Item 1.01 Entry into a Material Definitive Agreement.
     On March 3, 2010, Omeros Corporation (“Omeros”) and Asubio Pharma Co., LTD. (“Asubio”) entered into a License Agreement (the “Agreement”) pursuant to which Omeros received an exclusive license to phosphodiesterase-7 (“PDE7”) inhibitors claimed in certain patents and pending patent applications owned by Asubio for use in the treatment of movement disorders and other specified indications. Omeros intends to use these inhibitors in its PDE7 program, which is based on Omeros’ demonstration of a previously unknown link between PDE7 and any movement disorders, such as Parkinson’s disease and Restless Legs Syndrome.
     Under the Agreement, Omeros has agreed to make development and sales milestone payments to Asubio of up to $23.5 million upon the achievement of certain events, such as successful completion of preclinical toxicology studies; dosing of human subjects in Phase 1, 2 and 3 clinical trials; receipt of marketing approval of a PDE7 inhibitor product; and reaching specified sales milestones. In addition, Asubio is entitled to receive from Omeros a low single-digit percentage royalty of any net sales of a PDE7 inhibitor licensed under the Agreement by Omeros and/or its sublicensee(s), provided that if the sales are made by an Omeros sublicensee, then the amount payable by Omeros to Asubio is capped at an amount equal to a low double-digit percentage of all royalty and specified milestone payments received by Omeros from the sublicensee.
     The term of the Agreement continues so long as there is a valid, subsisting and enforceable claim in any patents covered by the Agreement. The Agreement may be terminated sooner by Omeros, with or without cause, upon 90 days advance written notice or by either party following a material breach of the Agreement by the other party that has not been cured within 90 days or immediately if the other party is insolvent or bankrupt.
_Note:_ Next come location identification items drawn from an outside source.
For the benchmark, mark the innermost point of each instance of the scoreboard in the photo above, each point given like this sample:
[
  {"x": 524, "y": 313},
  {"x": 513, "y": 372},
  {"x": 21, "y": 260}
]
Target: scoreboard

Asubio also has the right to terminate the Agreement if Omeros and its sublicensee(s) cease to conduct all research, development and/or commercialization activities for a PDE7 inhibitor covered by the Agreement for a period of six consecutive months, in which case all rights held by Omeros under Asubio’s patents will revert to Asubio.
     In connection with the pending business reorganization of Asubio, Omeros has been informed by the parent company of Asubio, Daiichi-Sankyo, Company, Limited, that it intends to succeed to all of Asubio’s rights and obligations under the License Agreement on April 1, 2010.
     The foregoing description of the Agreement is only a summary of its material terms and does not purport to be complete.
Item 9.01 Financial Statements and Exhibits.
     (d) Exhibits.
     
Exhibit    
Number   Description
99.1
  Press release dated March 9, 2010 announcing License Agreement between Omeros Corporation and Asubio Pharma Co., Ltd.

 


 

SIGNATURES
     Pursuant to the requirements of the Securities Exchange Act of 1934, the registrant has duly caused this report to be signed on its behalf by the undersigned hereunto duly authorized.
         
  OMEROS CORPORATION
 
 
  By:   /s/ Gregory A. Demopulos    
    Gregory A. Demopulos, M.D.   
    President, Chief Executive Officer, Chief Medical Officer and Chairman of the Board of Directors   
 
Date: March 9, 2010

 


 

EXHIBIT INDEX
     
Exhibit    
Number   Description
99.1
  Press release dated March 9, 2010 announcing License Agreement between Omeros Corporation and Asubio Pharma Co., Ltd.